Otro registro memorable es el de la comunidad democrática internacional, por el volumen de declaraciones, denuncias, iniciativas y condenas ante la escalada de la crisis venezolana suscritas por una cantidad creciente de gobiernos; en el camino se ha alterado el balance de posiciones en los foros internacionales más relevantes, a favor de la recuperación de gobernabilidad democrática en Venezuela. Pero tanto o más importante es lo que el contenido de esas posiciones revela.
Ha terminado la cómoda fantasía de apaciguar y estabilizar al régimen porque la acelerada involución autoritaria en Venezuela no ha hecho más que agravar la situación para los propios venezolanos, lo que también se proyecta cada vez más temiblemente hacia el resto del vecindario.

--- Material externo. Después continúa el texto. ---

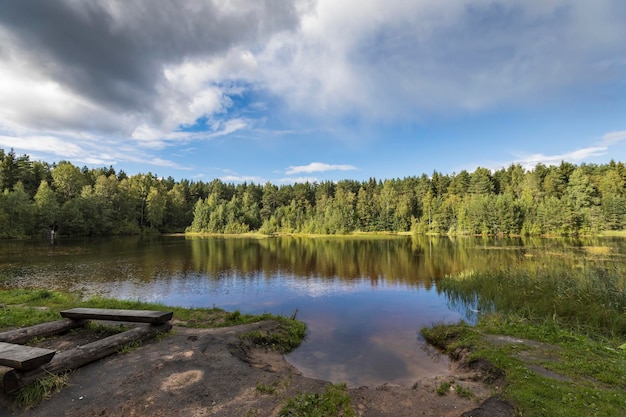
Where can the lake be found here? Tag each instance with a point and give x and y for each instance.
(364, 300)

Ya no es aceptable la tesis de la no injerencia, con la que el gobierno ha venido evadiendo toda respuesta sustantiva a informes internacionales en materia de violación de derechos humanos y de desempeño antidemocrático. Eso se hizo notar en las más recientes reuniones del Consejo Permanente y sus dos resoluciones, acompañadas por argumentaciones especialmente significativas como las de los representantes de México y la canciller de Argentina sobre la responsabilidad regional de actuar. Sea que se mencione expresamente o no, se ha recuperado el sentido de la Carta Democrática Interamericana.
La decisión del gobierno venezolano de retirarse de la OEA, mientras se producía una de las más violentas represiones de las protestas opositoras de abril, no ha hecho más que aumentar la preocupación internacional y justifica, con más razón que nunca antes, que nuestra situación sea atendida en todas las instancias que durante los próximos dos años seguirán teniendo plena competencia para ocuparse de Venezuela.